If you fix a point $x$, you can usually${}^{[1]}$ diagonalize the Hessian matrix with an orthonormal basis. This means that you can take a Cartesian orthogonal coordinate system centered at $x$ which makes your matrix look like this: 
$$Hf(x)\equiv \begin{bmatrix} \lambda_1 & & &\\ & \lambda_2 & &\\ &  & \ddots &\\& & &\lambda_n\end{bmatrix}.$$
Those $\lambda$s are second derivatives of functions of a single variable. Specifically, if you restrict $f$ to the $j$-th coordinate axis (of the diagonalizing coordinate system), you get a function of one variable whose second derivative is exactly $\lambda_j$. 
Therefore, when you look at a Hessian matrix at a point and see a mess of numbers, you are simply not choosing the best coordinates for that point.
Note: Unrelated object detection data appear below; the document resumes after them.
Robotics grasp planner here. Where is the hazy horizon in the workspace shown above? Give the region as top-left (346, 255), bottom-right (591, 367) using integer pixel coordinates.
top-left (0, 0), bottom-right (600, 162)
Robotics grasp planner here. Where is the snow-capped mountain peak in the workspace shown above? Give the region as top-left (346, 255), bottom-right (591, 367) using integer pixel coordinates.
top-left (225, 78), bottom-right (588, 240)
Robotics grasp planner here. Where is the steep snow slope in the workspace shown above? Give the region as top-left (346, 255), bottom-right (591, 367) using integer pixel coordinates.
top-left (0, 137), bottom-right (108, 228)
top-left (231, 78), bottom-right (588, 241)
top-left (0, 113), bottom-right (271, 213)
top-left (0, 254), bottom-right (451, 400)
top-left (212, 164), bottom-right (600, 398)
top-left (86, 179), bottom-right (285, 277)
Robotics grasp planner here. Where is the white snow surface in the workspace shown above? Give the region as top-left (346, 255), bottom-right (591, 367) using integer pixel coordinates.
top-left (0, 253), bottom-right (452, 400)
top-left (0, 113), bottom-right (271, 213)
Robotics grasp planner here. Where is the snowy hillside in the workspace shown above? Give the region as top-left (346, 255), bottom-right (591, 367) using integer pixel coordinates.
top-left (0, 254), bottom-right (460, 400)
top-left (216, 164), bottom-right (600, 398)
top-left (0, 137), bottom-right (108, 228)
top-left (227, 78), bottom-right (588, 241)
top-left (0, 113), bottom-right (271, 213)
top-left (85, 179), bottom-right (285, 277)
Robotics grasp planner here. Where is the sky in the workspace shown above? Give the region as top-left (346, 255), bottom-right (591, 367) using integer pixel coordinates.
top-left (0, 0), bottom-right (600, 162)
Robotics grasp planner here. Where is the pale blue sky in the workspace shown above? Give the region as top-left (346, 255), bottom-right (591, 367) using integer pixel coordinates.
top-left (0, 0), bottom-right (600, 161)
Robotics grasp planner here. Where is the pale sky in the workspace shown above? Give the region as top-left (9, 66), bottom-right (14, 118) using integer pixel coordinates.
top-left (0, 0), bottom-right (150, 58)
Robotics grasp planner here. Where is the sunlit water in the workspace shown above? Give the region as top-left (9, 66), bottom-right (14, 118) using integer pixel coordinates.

${}^{[1]}$. By usually I mean: even if somebody proved that, sometimes, this cannot be done, the examples are somewhat pathological and unlikely to manifest themselves in real life. The matter is discussed thoroughly here.
A: From what I have gathered, since the Hessian encodes the second derivatives for a multivariate function, its main function is to help determine maxima and minima.  It also helps to write compact 2nd degree Taylor approximations for functions.  Perhaps there is more but this is what I have just learned about the Hessian.
A: I think the following interpretation is useful. In the same way that the gradient of a function of many variables is analogous to the first derivative in one variable, I understand the Hessian to be analogous to the second derivatives. Taking a vector $v \in \mathbb R^n$ the gradient of $f$ allows us to compute the directional derivative of $f$ in the direction of $v$:
$$f_v(x) = v^T \nabla f(x).$$
Similarly, the Hessian $Hf(x)$ allows us to compute the second derivatives: given vectors $u,v\in \mathbb R^n$:
$$f_{uv}(x) = u^THf(x)v.$$
For example, $f_{uu} =u^THf(x)u$ is the  second derivative in the direction of $u$.
Edit: u and v should all be taken as unit vectors.